CUANDO LOS POETAS NO SÓLO VUELAN SINO QUE VIVEN Y MIRAN LA REALIDAD DE SU ÉPOCA Y DE SU GENTE

(Fragmento extraído del artículo publicado hoy 22/02/2014 en Página 12 por Silvina Friera)

SE CUMPLEN HOY 75 AÑOS DE LA MUERTE DE ANTONIO MACHADO

 

Una honda palpitación del espíritu

El poeta sevillano murió el 22 de febrero de 1939 en Colliure, Francia, “ligero de equipaje, casi desnudo, como los hijos de la mar”, con el corazón desgarrado por el exilio, mientras España se consumía en la barbarie fascista.

“Es frecuente pensar que los ingentes de la Historia, para aparecérsenos como tales, han necesitado el transcurso de muchos años y que, sin la perspectiva del tiempo, nos sería difícil verlos -se lee en  La guerra (1936-1937)–. Esto es cierto –en parte– porque toda visión requiere distancia. Pero no podemos aceptarlo como verdad absoluta, sin exponernos al peligro de dejar pasar estos hechos sin reparar en ellos, incapacitándonos para verlos más tarde con lejanía. Muchos pretenden cegar para no ver el incendio, y piensan que podrán más tarde describirnos sus vivas llamas merced al análisis de las cenizas.
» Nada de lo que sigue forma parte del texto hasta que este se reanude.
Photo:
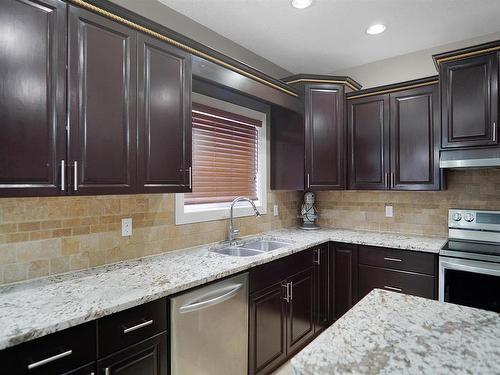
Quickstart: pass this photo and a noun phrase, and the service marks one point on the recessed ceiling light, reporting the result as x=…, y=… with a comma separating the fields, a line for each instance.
x=376, y=29
x=301, y=4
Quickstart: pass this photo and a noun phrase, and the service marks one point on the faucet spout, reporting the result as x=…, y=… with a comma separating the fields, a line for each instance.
x=231, y=232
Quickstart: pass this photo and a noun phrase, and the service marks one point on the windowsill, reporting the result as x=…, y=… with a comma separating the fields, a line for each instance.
x=192, y=215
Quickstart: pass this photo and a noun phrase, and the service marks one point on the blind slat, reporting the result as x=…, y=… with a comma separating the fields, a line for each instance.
x=225, y=156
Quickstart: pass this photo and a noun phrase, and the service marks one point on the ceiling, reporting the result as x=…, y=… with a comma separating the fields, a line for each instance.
x=330, y=35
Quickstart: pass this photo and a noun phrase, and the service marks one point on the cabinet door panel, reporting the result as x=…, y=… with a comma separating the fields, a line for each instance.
x=322, y=288
x=164, y=117
x=415, y=139
x=32, y=97
x=325, y=138
x=102, y=72
x=300, y=309
x=267, y=330
x=393, y=280
x=368, y=125
x=470, y=101
x=149, y=357
x=345, y=278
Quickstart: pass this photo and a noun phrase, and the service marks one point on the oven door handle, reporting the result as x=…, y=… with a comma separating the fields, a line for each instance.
x=474, y=266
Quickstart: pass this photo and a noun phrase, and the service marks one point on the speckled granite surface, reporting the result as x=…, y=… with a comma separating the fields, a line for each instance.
x=37, y=308
x=391, y=333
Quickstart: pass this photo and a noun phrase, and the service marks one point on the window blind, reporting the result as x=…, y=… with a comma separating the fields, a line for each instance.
x=225, y=156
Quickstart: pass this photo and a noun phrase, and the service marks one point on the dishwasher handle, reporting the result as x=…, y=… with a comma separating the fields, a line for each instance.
x=198, y=305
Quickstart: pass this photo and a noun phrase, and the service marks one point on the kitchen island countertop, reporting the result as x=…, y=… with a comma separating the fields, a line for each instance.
x=391, y=333
x=36, y=308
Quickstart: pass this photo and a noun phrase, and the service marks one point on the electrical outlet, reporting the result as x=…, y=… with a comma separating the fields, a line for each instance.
x=127, y=227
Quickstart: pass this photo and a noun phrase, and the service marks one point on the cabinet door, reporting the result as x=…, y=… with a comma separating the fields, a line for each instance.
x=368, y=127
x=164, y=117
x=322, y=288
x=415, y=139
x=267, y=347
x=149, y=357
x=102, y=105
x=325, y=137
x=300, y=310
x=345, y=278
x=32, y=97
x=469, y=90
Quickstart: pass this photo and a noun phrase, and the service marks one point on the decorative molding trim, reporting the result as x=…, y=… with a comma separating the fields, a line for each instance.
x=306, y=80
x=394, y=89
x=467, y=54
x=145, y=30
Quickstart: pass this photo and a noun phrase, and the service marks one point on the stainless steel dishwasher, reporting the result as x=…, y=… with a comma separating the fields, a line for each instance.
x=209, y=330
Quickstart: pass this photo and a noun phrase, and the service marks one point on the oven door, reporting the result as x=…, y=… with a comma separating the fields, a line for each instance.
x=470, y=283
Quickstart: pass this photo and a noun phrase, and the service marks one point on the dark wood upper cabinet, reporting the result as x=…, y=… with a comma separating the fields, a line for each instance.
x=368, y=129
x=415, y=139
x=469, y=91
x=102, y=105
x=164, y=117
x=32, y=97
x=345, y=277
x=325, y=137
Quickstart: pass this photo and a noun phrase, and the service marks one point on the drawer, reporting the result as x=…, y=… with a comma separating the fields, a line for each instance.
x=59, y=353
x=404, y=260
x=128, y=327
x=397, y=281
x=270, y=273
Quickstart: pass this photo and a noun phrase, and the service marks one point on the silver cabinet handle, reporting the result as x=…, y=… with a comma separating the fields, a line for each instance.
x=317, y=253
x=287, y=291
x=228, y=292
x=34, y=365
x=75, y=176
x=393, y=288
x=138, y=326
x=63, y=173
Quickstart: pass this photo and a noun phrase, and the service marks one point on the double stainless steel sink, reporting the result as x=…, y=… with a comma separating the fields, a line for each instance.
x=251, y=248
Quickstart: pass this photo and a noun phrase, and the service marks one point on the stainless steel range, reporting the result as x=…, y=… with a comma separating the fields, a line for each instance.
x=469, y=263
No. Nuestro deber de hoy es ver lo actual como podamos, y pintarlo como lo vemos, sin que nos apesadumbre el pensar que otros pudieran verlo mañana mejor que nosotros. No olvidemos tampoco que los ojos futuros cegarían para estos hechos, si nuestros ojos se hubieran empeñado hoy en no verlos.”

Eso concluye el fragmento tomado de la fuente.